What is indexing in regards to Google?

21 Jan

The indexing of your content by Google is determined by system algorithms that take into account user demand and quality checks. You can influence the Google indexing process by how you manage the discovery of your content, which relies on the URL of the page.

Without your pages’ URLs, our systems cannot crawl, index, and ultimately present your information in Search. This document introduces the notion of getting into the Google index by helping you decide how to manage discovery of your content by Google, which is the first step in the indexing process.

The basics of a search engine

Let’s start by looking at the absolute basics of what a search engine does. A search engine is an incredible piece of technology, but the workings of it come down to three main parts: crawling, indexing, and ranking. Crawling has to do with spidering the web and finding content, indexing with reading the pages and putting it in a database, and ranking with determining which page to rank for a specific user query.

Crawling

A search engine needs to discover content to add it to the big index. The process of doing that is called crawling as it is literally using robots to trail the web in search of new and updated content. These crawlers use links and sitemaps to find content that might be useful for users. After finding that content, the process of indexing begins. By improving your crawlability you can determine how well your site works with or against these robots.

Indexing

Indexing is about understanding the content and filing it in the proper place. After finding the content, Google has to read and understand it before they can put it in the right buckets. For this, it first must parse the page or, in other words, translate it in a computer language that it can understand. After that’s done, it renders the page — like a regular browser does — to discover the content and what it looks like. When that’s done, it uses the signals and information on that page to file it in the proper location inside Google’s index — a.k.a. the big filing cabinet.

Ranking

Lastly, a search engine has to have a way to rank the results based on a user query and present it in a proper way to the user in the SERPs. The ranking process consists of understanding the question the user is asking and retrieving the most relevant content fit to answer those questions. The ranking algorithms heavily influence this process and they have loads of variables to go on.

After finding the most relevant results, a search engine serves these to the user in a way that makes sense. This might be a regular spot in a SERP or something rich like a knowledge panel, or something local if the topic is locally oriented.

What is indexing at Google?

Indexing is the process of organizing data in a structured way with the goal of helping find the information quickly when asked for.
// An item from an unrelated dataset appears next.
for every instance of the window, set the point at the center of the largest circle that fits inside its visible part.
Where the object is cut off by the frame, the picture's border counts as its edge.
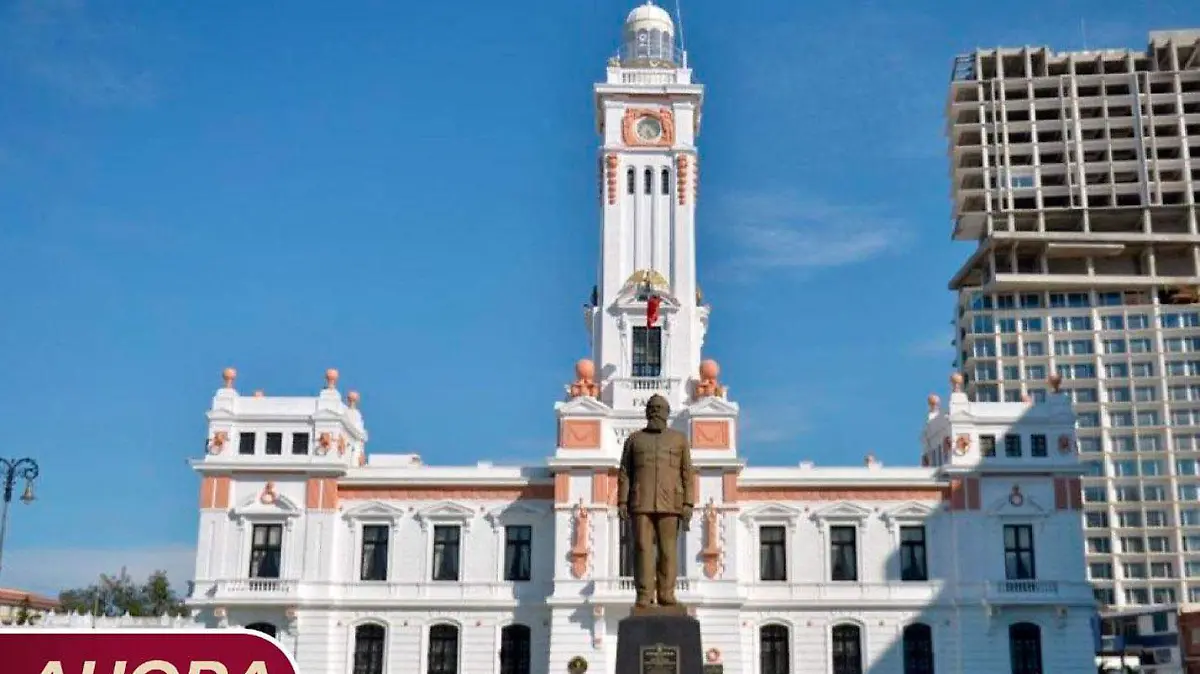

Search engines crawl millions of pages, extract the data and put that data in a big bin called the index. Without a proper, highly-optimized index, search engines would have no way for their algorithms to quickly extract the relevant content.

The process of indexing has a couple of steps. After discovering a piece of content during the crawling process, a parser is going to look at it and determine what it is. The parser recognizes structural elements like titles, links, headings, and more. It also identifies the text and tries to connect words to topics and entities. During parsing, it might encounter errors that make it hard for the parser to fully understand the page.

If the page does translate well, the system will use a browser and try to render it to see a more accurate picture of the content, the design, and the user experience. All these factors determine how a search engine sees and values your site. All of this influences your performance in search.

After reading the page, the contents — text, images, videos et cetera — will be analyzed and classified in the index. The data will be sorted and weighted to determine relevancy. For that, Google uses an inverted index to map all the words to the place in the index, making them easier to discover during the ranking process.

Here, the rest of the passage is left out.